This morning we went to visit the Temwanani Day Centre for Orphans. Dids and Val have been down there quite a bit as they are having a look at the set-up, but the rest of us were seeing it for the first time. Three volunteer teachers run the nursery school for about a hundred orphans-its pretty amazing that they manage to get anything done considering how wild the kids are…they are extremely patient women! The incentive for the kids to turn up is the meal they get when classes finish at 11:00.We made some progress with our project as well. Jamie met with Vickness, the second teacher at Lusekelo who was able to tell him a lot about the operation of the classes. Tomorrow I’m going to meet with some of the students taking the courses to hear their opinions. Once we’ve spoken to everybody involved, hopefully we will have some ideas about how the classes can be run more efficiently.

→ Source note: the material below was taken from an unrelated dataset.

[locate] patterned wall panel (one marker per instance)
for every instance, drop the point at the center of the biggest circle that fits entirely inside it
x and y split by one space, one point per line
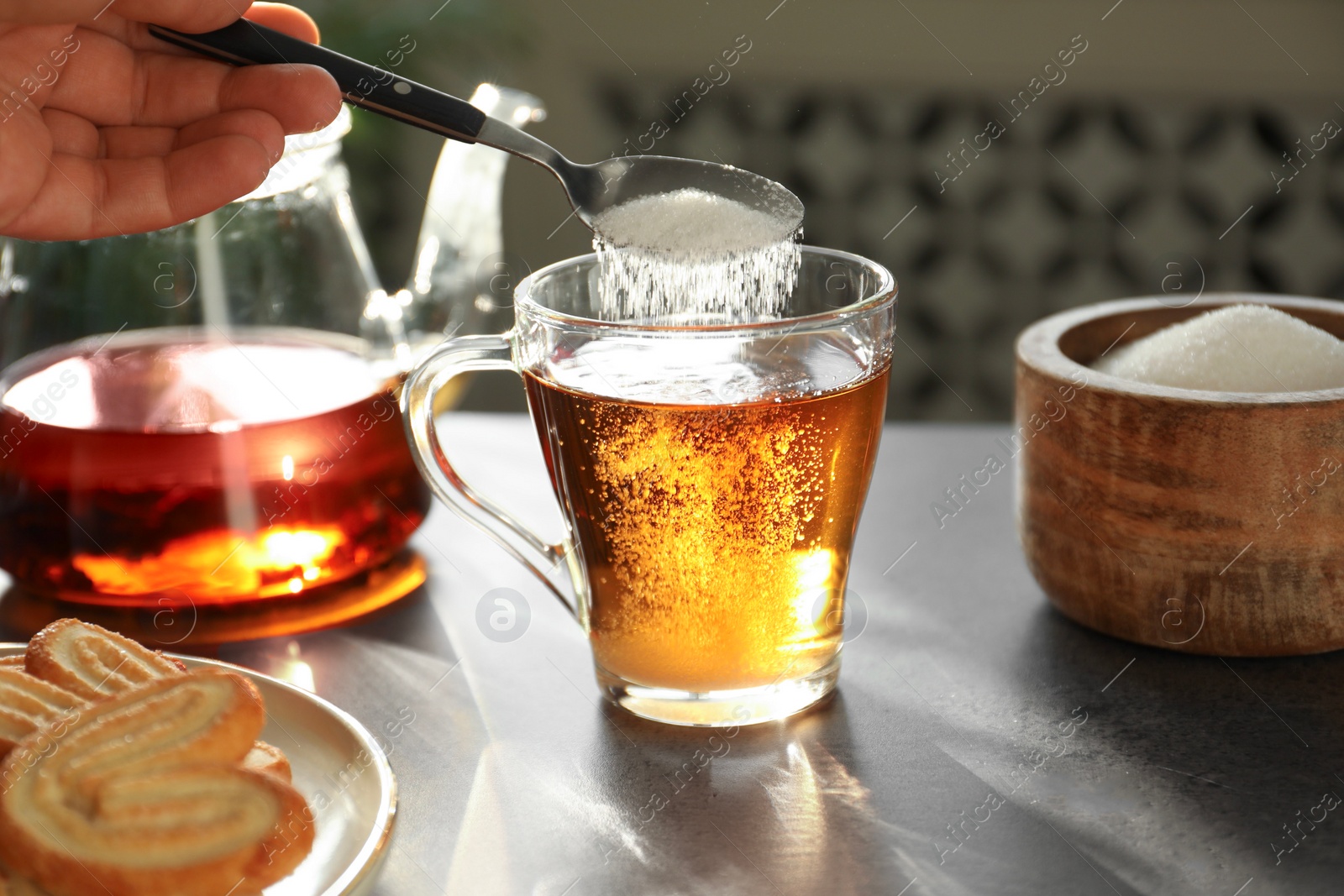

This afternoon I was going to go to football training with the Ungweru Youth team. It was cancelled though which allowed time for us meet Brave and some of the Youth Committee about another idea of theirs. On Friday morning they are going to Luwinga Secondary School to speak to the students there about various aspects of positive living. On the agenda will be issues such as AIDS/HIV, Community Development, and Issues for Women. They would like a few of us to offer our views on positive living and speak about lessons we have taken from our education and experiences.
This evening we tasted a local maize beer called Chibuku. It smells like stale beer, has the texture of reddy brek, and leaves the drinker with the general sensation of having vomited. A litre costs Kw60, around 27 cent. I haven’t developed a taste for it.
I’m pretty impressed with the work that the Ungweru Youth Group do. They give very generously with their time. With no compensation, they go to hospitals to clean, they clean the homes of orphans and the bedridden, they promote positive living amongst their peers and younger children, and they have made huge efforts to make us feel very welcome.